Devi Abraham’s report reminds us that we’ve heard this story before. I’ll remind us that we’ve also seen how it’s almost certain to end. It’s just that this time around we’ll get to watch the impending scandals, separations, and ugly recriminations unravel on TikTok and YouTube.
• I suppose another reasons the phrase “Daughters of Eve” bristles a bit is because it reminds me of Daughters of Sarah, the now-defunct magazine of what was once the Evangelical Women’s Caucus, and that, in turn, reminds me of how that group split in 1986 after EWC passed a resolution affirming that “homosexual people are children of God” and supporting full “civil rights protection for homosexual persons.” Most of the funding left at that point, along with all the group’s prominent white evangelical supporters, and the EWC was thereafter shunned and anathematized to such an extent that even my “progressive evangelical” mentors in the ’90s barely acknowledged the group’s existence.
That’s a long, ugly story that I’d summarize by inviting you to imagine an alternate ending to Blazing Saddles. Remember that scene at the end when the railroad-workers and the white townsfolk need to come together to save the town and it takes the white folks a minute to accept the idea: “We’ll take the [Black workers] and the [Chinese],” Olson Johnson says, “… but we don’t want the Irish!” Well, just imagine that Bart and Jim had accepted that bargain — agreeing to exclude one group of outcasts as the price of admission for themselves. And then, because of that, they fail to save the town and Rock Ridge is destroyed and Hedley Lamarr’s thugs and klansmen and Nazis win.
That’s pretty much what happened to “progressive evangelicalism” and the whole “Chicago Declaration” movement as a result of the nasty bargain they chose to make in 1986. So.
• Speaking of corrupt bargains coming back to bite … “3 residents of The Villages arrested for casting multiple votes in 2020 election“:
SUMTER COUNTY, Fla. – Three residents of The Villages have recently been arrested as part of an ongoing investigation into voter fraud, court records show.

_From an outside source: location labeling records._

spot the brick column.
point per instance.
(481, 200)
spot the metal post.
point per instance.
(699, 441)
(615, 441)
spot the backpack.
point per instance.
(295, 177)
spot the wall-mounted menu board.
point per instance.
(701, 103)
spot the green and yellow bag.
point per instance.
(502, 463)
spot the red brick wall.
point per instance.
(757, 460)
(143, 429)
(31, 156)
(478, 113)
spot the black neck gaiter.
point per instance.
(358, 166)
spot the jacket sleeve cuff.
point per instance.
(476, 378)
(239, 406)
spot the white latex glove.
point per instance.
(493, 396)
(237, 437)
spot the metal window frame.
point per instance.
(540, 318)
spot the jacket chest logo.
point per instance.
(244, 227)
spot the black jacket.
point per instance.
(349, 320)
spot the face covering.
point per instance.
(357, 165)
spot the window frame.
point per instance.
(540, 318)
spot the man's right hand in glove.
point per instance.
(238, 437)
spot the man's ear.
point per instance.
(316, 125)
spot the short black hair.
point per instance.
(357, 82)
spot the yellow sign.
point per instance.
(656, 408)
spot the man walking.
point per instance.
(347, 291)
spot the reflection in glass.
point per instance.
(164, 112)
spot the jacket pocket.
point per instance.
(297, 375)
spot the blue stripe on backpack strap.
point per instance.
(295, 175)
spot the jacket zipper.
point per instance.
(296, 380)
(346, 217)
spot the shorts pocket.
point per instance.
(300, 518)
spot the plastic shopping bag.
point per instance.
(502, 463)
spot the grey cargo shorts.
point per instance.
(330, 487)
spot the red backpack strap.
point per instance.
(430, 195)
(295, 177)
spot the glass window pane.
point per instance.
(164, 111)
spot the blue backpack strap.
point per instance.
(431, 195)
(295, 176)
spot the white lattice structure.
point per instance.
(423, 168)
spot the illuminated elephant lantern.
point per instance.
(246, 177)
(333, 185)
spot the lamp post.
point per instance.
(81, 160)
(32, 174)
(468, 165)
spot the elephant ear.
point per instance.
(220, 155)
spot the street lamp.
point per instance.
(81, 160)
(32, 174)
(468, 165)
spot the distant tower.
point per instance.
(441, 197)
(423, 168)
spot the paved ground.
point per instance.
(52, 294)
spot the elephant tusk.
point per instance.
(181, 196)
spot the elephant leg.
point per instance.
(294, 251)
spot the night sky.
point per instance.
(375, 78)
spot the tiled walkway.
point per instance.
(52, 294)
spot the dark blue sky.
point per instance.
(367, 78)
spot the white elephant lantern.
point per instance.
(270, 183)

Jay Ketcik, Joan Halstead and John Rider are each charged with casting more than one ballot in an election, a third-degree felony punishable by up to five years in prison. …
All three were registered as Republicans in Florida at the time of the election, voter registration records show.
… Facebook pages that appear to belong to Ketcik and Halstead contain several posts expressing support for former president Donald Trump.
• The title for this post comes from the lyrics to Jack Wagner’s only Top 40 hit, “All I Need,” which was briefly the No. 2 song in America in 1985. Wagner wasn’t a one-hit wonder, though, since he also had a long and successful acting career on shows like General Hospital and Melrose Place.
I wouldn’t say “All I Need” was a good song, or even that I remember it fondly, but I’m including it here because today I had to retrieve a special order for a customer named Jack Wagner.
Me: What’s the name on the order?<
Customer: Jack Wagner.
Me. Thank you, I’ll be right back. [awkward beat] All I need is just a little more time.
Customer: [blank, expressionless silence]
Admittedly, the customer probably wasn’t born yet in 1985. But still. If we completely forget even our forgettable proto-Richard Marx-ish ’80s pop ephemera, then we’ve lost … something. Maybe.